Reprinted with permission from the Zionsville Times Sentinel, LIVESMART, Wednesday, September, 12, 2007
In my 25 years of experience in Chinese treatments and medicines, this is the first time I’ve felt compelled to talk about the changes taking place in The People’s Republic of China.
In May 2007, I took my boys, Akis, 13, and Dennis, 11, and my friend Connie to introduce them to the country in which I spent nine years studying Western and Chinese medicines. It was not the first time I had returned to China. Five years ago, I was there to hear about the latest research in Chinese medicine at Hangzhou Zheng Jiang Zheng Jiang Yi Xue Yuan, one of the country’s largest schools of traditional Chinese medicine.
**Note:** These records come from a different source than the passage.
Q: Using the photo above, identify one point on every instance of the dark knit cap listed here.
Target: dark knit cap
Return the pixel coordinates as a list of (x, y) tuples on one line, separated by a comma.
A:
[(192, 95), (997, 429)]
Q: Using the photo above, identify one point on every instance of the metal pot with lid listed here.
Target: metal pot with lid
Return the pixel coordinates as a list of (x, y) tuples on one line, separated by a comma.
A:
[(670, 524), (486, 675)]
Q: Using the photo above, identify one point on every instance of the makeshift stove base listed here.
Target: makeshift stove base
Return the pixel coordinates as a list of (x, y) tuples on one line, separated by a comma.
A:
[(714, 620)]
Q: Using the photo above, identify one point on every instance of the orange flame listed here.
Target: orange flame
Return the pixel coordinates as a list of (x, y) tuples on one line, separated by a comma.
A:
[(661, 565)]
While in Beijing, I found my former school, Beijing Medical University, now called Beijing University Health and Science Center. I didn’t recognize a single building. There was a new science center, library and foreign students’ dorm. The teaching hospital had been replaced by a state-of-the-art, multilevel building.
I met with Professor Han Ji Sheng, Director of the Neuroscience Research Institute of Beijing Medical University. For 42 years, he’s researched the neurochemical basis of pain relief using acupuncture. For the last 15 years, he’s also researched the clinical effects of withdrawal in the addicted. Today, he’s involved in a National Institute of Health/National Institute of Drug Abuse study on alternative therapies for alcohol and drug abuse and the prevention of cocaine relapse using electro acupuncture. He is also a visiting professor at Harvard University’s Center for Alternative Medicine.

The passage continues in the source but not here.